Ziomkowie co roku w Wyśmierzycach czczą jego pamięć.
Pieczołowicie dbają o to proboszcz ks. Robert Sionek oraz miejscowe władze. Ks. Franciszek Rosłaniec urodził się w Wyśmierzycach w 1889 r. Tutaj rozpoczął naukę. Potem kształcił się w Sandomierzu i Rzymie. Był wykładowcą Biblii i członkiem władz uczelni na Uniwersytecie Warszawskim. Aresztowany przez hitlerowców, osadzony w obozie koncentracyjnym w Dachau, poniósł śmierć męczeńską na początku 1942 r. W czerwcu 1999 r. beatyfikował go papież Jan Paweł II w gronie 108 męczenników II wojny światowej. Parafianie przed świątynią ufundowali pomnik swojego krajana.

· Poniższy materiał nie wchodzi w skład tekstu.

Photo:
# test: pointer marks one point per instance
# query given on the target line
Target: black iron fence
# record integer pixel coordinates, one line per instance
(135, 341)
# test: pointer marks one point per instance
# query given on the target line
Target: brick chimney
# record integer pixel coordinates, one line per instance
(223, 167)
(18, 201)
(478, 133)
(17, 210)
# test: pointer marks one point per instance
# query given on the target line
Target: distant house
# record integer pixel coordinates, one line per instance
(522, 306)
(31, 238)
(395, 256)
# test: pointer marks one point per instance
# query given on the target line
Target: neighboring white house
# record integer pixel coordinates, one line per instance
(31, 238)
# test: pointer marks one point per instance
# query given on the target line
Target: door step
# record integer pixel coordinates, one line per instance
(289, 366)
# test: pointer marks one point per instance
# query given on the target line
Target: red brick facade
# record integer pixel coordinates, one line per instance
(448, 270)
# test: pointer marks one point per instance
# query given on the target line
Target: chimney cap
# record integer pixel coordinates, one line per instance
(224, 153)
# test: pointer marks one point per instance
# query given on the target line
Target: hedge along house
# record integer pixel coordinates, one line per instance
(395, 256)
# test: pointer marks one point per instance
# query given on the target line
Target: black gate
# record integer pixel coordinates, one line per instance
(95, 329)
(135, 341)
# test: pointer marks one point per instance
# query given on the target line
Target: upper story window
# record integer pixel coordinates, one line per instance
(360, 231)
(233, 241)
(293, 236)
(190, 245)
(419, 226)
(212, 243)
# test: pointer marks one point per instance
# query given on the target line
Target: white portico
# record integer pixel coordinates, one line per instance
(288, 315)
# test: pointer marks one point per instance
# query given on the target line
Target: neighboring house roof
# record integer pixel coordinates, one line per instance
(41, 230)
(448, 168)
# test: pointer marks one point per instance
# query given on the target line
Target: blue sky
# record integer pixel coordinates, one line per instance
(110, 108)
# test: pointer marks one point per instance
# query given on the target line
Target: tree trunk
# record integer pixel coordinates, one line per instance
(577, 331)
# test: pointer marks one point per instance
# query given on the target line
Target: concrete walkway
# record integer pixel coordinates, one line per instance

Przed nim w kolejne rocznice beatyfikacji składają wieńce i wiązanki kwiatów. Dopełnieniem obchodów jest parafialny festyn, który ma integrować miejscową wspólnotę. – W naszym rocznicowym obchodzie chcemy łączyć pamięć o przeszłości z tym, co ma nas budować dzisiaj. W tym wzorem pozostaje dla nas nasz rodak ks. Franciszek – mówi Władysław Jasiński, burmistrz najmniejszego miasta w Polsce.